I’m sitting in the basement typing and my kids are upstairs playing quietly – for the moment. It’s been approximately 15 minutes and no one is crying. Nothing has crashed or broken, and all seems calm. Wow. What a journey it has been to get to this place. My kids are 19 months apart in age, and now, at their respective ages of 4 and 2.5, they have finally settled into a similar routine where they enjoy many of the same TV shows, foods and friends.
When I first found out I was pregnant with my second child (my daughter), I was still nursing my 9 month-old son, and couldn’t fathom how I was going to look after two children under the age of two. My fears were justified. That first year with both of them whizzed by in a blur; in fact, there are many parts of it that, regrettfully, I can’t even remember. I don’t recall the first time my daughter sat, stood, crawled or walked. I don’t remember her first words or her first day of eating solids. This sadness at my inability to remember her many "firsts" is tempered, however, by my joy in seeing the friendship between my children.
The challenges of those first years have been firmly tucked away in the inner recesses of my brain (those same deep cavities that hold my memories of pregnancy, labour and delivery). The reality now is that each of my kids has a kindred playmate at their side at all times. They have private jokes (that usually revolve various aspects of potty humour), their own dispute resolution mechanisms ("I hit you because you touched my truck." "It’s okay, I’m not mad at you anymore. Want my juice?"), and their own shared imaginary destinations and friends.

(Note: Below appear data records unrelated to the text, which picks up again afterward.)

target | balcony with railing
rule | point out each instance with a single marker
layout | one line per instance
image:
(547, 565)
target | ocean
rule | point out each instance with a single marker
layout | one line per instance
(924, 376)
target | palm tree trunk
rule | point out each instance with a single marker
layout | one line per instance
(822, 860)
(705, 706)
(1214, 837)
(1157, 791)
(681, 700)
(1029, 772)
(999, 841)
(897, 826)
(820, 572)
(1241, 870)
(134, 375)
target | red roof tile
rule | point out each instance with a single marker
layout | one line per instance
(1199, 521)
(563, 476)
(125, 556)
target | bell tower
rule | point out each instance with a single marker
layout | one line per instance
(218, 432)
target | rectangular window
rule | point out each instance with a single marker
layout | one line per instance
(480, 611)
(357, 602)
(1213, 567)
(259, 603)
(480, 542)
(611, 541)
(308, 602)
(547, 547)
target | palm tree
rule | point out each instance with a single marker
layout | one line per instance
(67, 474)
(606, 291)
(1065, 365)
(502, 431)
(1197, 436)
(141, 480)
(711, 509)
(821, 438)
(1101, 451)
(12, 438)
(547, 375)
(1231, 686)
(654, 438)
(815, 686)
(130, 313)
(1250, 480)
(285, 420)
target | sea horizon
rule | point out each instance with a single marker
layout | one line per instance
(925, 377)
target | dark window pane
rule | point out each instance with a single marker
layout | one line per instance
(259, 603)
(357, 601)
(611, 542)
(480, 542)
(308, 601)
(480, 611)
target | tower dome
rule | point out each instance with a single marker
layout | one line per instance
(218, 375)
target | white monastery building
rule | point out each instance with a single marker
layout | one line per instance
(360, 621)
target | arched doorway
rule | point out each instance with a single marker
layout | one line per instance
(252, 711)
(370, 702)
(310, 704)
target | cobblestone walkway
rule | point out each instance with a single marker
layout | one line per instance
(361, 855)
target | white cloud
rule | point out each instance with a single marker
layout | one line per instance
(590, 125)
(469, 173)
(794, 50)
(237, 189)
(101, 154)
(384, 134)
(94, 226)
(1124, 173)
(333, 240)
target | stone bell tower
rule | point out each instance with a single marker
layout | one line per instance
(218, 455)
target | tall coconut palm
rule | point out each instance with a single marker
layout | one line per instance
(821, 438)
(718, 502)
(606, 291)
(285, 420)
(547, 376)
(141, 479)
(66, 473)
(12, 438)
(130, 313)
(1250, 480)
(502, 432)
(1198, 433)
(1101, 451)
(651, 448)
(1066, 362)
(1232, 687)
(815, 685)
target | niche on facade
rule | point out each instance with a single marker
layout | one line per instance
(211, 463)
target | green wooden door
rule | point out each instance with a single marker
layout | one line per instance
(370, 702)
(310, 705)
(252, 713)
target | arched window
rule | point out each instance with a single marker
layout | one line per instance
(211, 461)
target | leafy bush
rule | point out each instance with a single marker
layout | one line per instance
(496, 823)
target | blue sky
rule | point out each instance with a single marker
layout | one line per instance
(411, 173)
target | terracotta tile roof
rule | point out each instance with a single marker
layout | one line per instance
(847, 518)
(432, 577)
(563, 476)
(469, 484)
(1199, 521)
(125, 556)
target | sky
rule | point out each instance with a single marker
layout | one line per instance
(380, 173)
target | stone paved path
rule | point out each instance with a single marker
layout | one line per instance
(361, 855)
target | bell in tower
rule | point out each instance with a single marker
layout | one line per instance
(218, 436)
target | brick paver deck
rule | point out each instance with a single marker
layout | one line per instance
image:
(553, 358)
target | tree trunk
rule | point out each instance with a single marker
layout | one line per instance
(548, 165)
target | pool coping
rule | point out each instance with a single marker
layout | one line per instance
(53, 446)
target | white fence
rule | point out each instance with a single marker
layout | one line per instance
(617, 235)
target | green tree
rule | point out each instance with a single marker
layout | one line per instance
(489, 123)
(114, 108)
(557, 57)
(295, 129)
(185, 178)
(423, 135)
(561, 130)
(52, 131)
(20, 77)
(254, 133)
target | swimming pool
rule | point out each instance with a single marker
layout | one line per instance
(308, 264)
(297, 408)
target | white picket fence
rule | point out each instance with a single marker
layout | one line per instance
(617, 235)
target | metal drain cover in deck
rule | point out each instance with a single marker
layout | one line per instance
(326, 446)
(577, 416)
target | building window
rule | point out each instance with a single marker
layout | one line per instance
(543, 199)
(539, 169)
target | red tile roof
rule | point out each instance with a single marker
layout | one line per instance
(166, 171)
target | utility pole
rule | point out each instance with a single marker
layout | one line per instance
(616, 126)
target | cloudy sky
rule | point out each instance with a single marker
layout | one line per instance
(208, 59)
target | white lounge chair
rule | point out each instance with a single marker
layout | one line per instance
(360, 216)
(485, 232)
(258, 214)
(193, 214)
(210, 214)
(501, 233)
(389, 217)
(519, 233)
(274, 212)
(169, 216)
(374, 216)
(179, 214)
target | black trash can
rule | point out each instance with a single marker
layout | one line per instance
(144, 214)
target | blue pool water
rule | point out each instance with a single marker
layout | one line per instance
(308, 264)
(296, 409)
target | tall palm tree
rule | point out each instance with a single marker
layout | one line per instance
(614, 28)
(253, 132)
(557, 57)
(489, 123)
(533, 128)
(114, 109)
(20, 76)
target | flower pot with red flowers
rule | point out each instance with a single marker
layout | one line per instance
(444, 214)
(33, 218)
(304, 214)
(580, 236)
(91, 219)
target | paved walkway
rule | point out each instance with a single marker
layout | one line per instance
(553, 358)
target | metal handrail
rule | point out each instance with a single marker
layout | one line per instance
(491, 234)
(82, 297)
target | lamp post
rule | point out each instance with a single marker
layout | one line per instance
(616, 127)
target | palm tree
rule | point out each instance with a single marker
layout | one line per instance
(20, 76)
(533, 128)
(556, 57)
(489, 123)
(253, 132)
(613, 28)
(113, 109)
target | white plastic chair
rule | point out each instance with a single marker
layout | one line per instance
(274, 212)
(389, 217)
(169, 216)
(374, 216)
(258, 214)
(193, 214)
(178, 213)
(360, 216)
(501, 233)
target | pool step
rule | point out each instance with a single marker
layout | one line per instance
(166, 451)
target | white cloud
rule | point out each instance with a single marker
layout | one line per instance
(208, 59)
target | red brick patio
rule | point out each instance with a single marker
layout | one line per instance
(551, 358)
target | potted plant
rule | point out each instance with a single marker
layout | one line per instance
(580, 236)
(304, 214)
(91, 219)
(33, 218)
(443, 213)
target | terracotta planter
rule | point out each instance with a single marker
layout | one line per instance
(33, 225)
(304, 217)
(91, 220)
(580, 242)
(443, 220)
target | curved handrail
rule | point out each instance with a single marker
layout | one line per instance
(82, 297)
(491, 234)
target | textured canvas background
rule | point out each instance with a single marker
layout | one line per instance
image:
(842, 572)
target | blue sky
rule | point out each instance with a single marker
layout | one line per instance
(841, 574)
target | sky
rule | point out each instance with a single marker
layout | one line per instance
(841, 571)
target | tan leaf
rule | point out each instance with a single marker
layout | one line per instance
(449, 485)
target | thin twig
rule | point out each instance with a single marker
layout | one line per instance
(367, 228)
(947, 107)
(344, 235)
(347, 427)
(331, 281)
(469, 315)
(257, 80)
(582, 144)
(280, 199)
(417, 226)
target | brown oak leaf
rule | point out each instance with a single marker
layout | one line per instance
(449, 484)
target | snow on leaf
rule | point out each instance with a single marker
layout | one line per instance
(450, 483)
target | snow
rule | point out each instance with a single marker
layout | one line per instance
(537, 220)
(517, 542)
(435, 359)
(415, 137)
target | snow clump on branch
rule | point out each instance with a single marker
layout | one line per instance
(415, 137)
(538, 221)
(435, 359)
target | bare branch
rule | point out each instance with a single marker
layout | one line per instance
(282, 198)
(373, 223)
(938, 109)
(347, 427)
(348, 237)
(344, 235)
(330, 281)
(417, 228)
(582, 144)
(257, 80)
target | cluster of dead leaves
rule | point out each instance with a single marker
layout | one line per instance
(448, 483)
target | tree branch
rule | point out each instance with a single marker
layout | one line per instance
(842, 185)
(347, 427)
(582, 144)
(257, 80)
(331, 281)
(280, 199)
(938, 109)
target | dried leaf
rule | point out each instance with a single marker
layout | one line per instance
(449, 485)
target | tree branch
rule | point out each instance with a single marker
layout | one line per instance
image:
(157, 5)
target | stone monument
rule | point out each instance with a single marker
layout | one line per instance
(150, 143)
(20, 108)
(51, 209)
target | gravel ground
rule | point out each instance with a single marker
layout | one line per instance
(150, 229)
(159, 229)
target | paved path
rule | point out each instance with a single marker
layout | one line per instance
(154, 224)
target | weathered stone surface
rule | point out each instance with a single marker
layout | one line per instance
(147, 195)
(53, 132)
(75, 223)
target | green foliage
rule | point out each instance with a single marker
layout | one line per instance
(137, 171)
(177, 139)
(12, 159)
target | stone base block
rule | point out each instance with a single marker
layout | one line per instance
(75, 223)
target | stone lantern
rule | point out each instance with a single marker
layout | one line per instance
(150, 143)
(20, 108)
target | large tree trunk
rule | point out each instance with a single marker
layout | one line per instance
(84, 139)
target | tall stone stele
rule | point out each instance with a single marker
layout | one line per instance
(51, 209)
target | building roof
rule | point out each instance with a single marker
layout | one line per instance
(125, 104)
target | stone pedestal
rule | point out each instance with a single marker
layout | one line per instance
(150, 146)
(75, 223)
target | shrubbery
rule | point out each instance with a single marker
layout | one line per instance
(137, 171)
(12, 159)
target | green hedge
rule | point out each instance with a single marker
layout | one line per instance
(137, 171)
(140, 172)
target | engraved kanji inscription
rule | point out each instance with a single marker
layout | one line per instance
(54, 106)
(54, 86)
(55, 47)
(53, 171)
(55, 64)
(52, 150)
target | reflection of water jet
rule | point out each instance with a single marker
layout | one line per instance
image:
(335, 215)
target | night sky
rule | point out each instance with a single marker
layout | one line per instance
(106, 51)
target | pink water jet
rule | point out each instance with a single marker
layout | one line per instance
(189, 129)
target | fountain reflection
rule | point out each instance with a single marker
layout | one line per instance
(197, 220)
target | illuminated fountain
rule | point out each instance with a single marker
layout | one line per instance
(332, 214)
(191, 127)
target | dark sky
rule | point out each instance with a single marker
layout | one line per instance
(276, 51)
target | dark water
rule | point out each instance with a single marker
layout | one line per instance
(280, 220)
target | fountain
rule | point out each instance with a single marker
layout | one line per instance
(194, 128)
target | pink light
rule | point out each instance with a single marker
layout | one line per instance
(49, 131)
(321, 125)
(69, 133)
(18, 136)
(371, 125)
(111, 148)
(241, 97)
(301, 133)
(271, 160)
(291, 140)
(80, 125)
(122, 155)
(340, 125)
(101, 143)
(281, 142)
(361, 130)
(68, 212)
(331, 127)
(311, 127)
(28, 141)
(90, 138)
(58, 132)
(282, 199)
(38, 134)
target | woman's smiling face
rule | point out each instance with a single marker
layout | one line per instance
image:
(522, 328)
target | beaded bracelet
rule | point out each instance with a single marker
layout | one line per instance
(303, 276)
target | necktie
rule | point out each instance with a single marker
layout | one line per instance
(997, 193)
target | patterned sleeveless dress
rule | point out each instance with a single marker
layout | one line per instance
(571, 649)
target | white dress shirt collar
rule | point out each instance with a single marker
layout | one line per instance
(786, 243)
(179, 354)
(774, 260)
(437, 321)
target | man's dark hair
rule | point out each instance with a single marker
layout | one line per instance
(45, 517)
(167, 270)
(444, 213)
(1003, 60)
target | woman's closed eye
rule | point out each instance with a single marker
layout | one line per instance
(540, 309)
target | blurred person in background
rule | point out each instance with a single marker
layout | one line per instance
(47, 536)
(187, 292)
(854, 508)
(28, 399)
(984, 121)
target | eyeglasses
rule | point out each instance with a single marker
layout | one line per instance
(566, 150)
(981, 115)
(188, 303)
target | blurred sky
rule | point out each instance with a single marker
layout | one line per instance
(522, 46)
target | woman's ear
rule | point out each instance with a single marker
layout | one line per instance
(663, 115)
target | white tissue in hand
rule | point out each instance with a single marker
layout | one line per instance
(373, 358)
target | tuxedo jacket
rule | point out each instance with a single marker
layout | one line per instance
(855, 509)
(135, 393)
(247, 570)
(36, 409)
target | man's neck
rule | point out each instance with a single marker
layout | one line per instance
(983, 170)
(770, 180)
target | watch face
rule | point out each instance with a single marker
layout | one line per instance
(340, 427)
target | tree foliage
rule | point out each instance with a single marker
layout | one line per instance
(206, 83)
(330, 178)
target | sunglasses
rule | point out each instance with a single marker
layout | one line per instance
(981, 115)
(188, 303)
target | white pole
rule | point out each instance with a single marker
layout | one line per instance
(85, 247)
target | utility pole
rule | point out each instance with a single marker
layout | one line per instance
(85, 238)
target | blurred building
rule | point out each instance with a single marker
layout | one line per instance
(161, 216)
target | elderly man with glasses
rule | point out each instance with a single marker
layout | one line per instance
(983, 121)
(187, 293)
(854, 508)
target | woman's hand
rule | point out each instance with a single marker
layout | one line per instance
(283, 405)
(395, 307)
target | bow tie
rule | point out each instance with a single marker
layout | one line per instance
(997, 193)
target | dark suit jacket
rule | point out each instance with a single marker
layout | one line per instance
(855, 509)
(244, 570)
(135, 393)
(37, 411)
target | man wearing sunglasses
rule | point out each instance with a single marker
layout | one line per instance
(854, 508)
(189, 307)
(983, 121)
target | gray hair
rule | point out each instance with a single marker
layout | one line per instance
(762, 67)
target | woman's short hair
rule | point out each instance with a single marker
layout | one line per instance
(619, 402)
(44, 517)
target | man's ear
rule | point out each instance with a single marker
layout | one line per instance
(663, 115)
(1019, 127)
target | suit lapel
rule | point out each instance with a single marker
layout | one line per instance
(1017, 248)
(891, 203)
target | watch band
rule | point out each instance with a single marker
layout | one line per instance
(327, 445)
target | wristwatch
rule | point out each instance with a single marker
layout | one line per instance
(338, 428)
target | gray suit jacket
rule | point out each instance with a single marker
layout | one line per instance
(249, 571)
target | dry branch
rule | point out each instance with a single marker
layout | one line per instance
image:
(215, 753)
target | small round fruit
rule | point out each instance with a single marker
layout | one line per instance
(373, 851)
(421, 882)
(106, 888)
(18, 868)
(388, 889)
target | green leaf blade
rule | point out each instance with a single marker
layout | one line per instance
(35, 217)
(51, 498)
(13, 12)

As a baby, my daughter woke from her crib and immediately cried out for me. Now, she awakes yelling for her brother; he, in turn, waits patiently for her call and runs in to see his baby sister and reunite with her after a night spent apart. Their close bond touches me daily and makes those early months seem like a small price to pay for these priceless benefits of the heart. There are, of course, many arguments – big, hair-pulling, red-faced, screaming ones too – but there are also lots of hugs, kisses, giggles and knowing glances.
Kath says
What a touching vignette. Nothing warms a mother’s heart more than seeing her children loving each other. And nothing pisses her off more than hearing them bicker! I used to wonder why my mother cared if I was arguing with my sisters…I mean, how did it involve her??? Now I TOTALLY understand!!!
Elizabeth says
You and your children are so lucky Amreen. I don’t think there is any stronger bond in the world than a strong tie between siblings. I hope they’ll always be such good friends.
LAVENDULA says
every day i see happiness and love and sharing and helping along with screeching crying hitting and yelling.
Jen says
I love it, Amreen! Being the middle of three girls very close in age and a mom to 2 I cherish the bond of siblings beyond anything else. I tested out every social behaviour on my sisters and they still love me! They are my best pals. I now see this with my kids. Today is a PA Day but my daughter has school. My son was so excited to have me to himself! But then, while running some errands, we were in the bank and they were having a party with cake and balloons. The first words out of my son’s mouth were that he wished his sister was there with him! Not one of his pals but his sis. Love it.